Which has been now rehashed to…




Two cents of my imperfect observation:
• IST: Time has never been of essence in Indian culture. Also Population has increased in the last 22 years, enough to evolve an almost 6 min feature to 16 min 30 second song
• Family Values: You only add value to the society (and such features) if you belong to the right family :)
• Real and Reel: In India what shines is Bollywood then who wants to showcase the makers of India: the brains behind aerospace, agriculture and medical research, metro creators, the politician, human right activist, NGO managers, IT CEOs who placed India on global map, armed force personal, martyrs, policeman, educators, engineers, doctors, business person, sportsperson and the common man
• Skills: Bollywood actors can’t act when provided with two soulful lines. Give them three and a half hours of masala movie and they bring it to life.
• Transition: Clothing, music instruments, music (... nothing else was showcased) seems to show transition( read confusion, why else will someone wear a short designer dress to a local water body or a vest to school)

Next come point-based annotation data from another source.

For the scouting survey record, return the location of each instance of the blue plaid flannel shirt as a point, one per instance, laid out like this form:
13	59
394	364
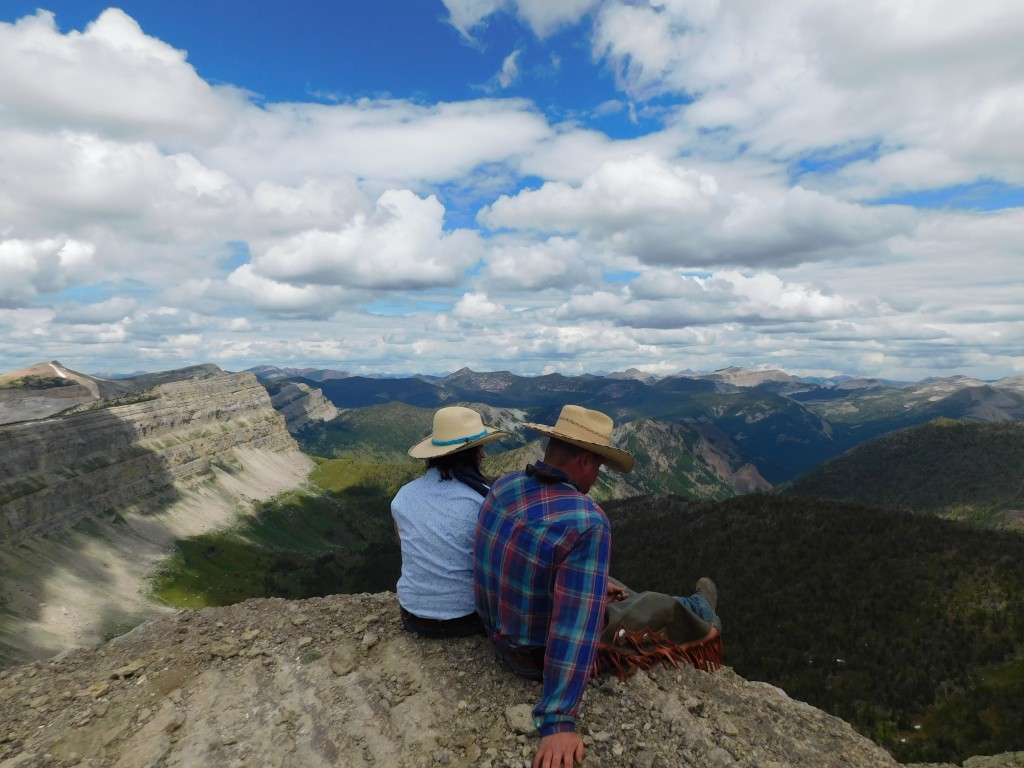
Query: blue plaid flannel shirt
541	569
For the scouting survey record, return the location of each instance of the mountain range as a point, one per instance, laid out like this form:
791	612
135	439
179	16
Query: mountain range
812	503
778	424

Why can’t we have following scenes in an “Indian” song?
• A gynecologist delivering a baby.. Figurative of our enriched human resources .. :)
• Metros, malls, luxury apartments, hotels and flyovers
• Map of Complete India :(
• Traffic
• Kid picking up his bag for school
• Students checking admission list
• Old parents showing on map the city in US where there kids stay
• A common man handing out 500 Rupee note to the vendor for a bag full of vegetable
• Taps without water and jungles without wildlife
• Widespread mobile usage
• Car dealers and laptop salesmen working over time
• Wedding celebrations
• Cutting chai and barista
• Roadside hawkers
• Sea of Commuters
• Interiors of the branch office of Global brands
• Street cricket

And say what we mean …

7 comments:

Pavan said...

yeah...this new version is so celeb heavy....actual India is missing..

Mahesh said...

human rights activists, NGOs - all these achievers look good on paper but not on screen. Can a megha patekar wear a designer dress and stand next to a waterfall ... she might protest right in front of the waterfall ...

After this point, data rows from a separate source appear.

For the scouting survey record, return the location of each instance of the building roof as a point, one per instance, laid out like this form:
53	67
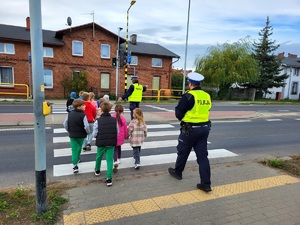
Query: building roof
16	33
9	32
291	62
149	49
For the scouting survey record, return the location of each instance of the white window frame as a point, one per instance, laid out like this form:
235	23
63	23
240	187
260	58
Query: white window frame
294	88
78	48
46	86
134	60
48	52
5	83
6	47
296	72
105	81
105	53
156	62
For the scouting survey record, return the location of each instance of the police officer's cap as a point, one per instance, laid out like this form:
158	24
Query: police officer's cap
195	78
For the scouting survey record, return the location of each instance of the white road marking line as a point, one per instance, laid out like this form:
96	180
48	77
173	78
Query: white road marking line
63	152
149	134
155	126
163	109
231	121
273	120
20	129
88	167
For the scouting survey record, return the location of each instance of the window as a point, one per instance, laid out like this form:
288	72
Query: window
104	81
296	72
6	75
134	60
294	88
77	48
75	73
156	83
7	48
48	52
156	62
105	51
48	78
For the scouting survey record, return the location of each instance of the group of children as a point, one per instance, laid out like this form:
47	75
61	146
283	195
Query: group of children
83	123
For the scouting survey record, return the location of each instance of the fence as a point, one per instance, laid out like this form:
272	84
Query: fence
14	89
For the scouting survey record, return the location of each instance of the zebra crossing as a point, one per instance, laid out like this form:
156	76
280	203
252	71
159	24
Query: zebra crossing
162	137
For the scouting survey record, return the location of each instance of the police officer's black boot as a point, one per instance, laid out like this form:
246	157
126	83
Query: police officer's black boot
204	187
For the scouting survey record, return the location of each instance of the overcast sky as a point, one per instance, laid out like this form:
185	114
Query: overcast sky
164	22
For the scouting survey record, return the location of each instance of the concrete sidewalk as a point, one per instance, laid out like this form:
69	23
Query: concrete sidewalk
244	192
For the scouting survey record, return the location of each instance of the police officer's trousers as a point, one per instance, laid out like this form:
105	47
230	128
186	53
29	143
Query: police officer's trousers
196	139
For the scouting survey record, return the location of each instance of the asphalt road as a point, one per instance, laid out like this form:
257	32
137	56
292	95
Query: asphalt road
250	139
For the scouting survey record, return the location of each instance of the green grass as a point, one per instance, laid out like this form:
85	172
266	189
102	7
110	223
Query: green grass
19	207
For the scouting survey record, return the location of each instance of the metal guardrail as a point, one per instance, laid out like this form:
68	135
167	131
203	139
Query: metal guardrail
9	85
163	93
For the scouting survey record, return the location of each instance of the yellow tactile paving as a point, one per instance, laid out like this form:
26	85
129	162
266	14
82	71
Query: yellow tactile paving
145	206
99	215
185	198
122	210
166	202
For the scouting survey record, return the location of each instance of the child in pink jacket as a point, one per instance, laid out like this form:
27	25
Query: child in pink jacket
122	135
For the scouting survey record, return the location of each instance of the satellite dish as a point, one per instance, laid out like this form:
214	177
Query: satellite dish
69	21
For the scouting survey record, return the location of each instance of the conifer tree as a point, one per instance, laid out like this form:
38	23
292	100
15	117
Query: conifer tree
269	63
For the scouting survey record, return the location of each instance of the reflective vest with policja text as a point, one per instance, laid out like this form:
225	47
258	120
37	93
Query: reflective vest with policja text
136	95
200	111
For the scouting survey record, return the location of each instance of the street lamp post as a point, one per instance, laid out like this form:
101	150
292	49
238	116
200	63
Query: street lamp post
117	63
186	44
126	65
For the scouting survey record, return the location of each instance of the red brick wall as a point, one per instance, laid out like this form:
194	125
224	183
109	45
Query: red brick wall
64	63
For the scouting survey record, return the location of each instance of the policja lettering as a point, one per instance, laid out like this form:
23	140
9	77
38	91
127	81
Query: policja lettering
203	102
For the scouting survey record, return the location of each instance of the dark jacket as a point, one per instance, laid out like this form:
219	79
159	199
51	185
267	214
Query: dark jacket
107	131
76	124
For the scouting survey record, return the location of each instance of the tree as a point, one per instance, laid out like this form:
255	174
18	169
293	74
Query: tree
269	63
228	64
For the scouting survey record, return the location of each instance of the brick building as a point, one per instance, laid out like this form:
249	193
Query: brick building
87	48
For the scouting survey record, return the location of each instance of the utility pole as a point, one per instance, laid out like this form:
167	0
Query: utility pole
118	63
36	41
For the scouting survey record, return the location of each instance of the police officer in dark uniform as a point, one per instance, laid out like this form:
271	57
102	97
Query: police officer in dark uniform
193	112
134	94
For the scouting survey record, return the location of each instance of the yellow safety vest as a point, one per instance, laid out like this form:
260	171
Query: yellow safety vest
200	111
136	95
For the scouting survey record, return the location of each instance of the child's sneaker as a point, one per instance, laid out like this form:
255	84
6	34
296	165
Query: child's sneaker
137	166
108	182
75	169
88	147
97	172
115	169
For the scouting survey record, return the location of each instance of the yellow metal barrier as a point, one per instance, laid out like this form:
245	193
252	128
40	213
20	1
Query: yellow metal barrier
163	93
15	93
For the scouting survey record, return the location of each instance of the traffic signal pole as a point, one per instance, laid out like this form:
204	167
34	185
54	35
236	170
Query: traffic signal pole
36	41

Now, i'm no Hindi expert but one thing u gotta observe is that the old one says "sur ki nadiyan behke sagar mein milen". There's no scope for integration in our land - its the seas (read overseas) that we present a united front ...

Asmita said...

Yaaaaaaaawnnn...I can't comment on the video, I fell asleep half way through the first one. What were they thinking anyway? And what's up with 'Aishwarya Rai Bacchan' and her bashful expression even in this song? Yuck!

Asmita said...

And you are right, if they wanted a new version of this song, they could have shown the newer India. Nothing patriotic about this video.

Luv Bhatia said...

What? You gotta kidding me by saying there is a flaw in the new Sur! It rocks dude! As blank as the current state of our country!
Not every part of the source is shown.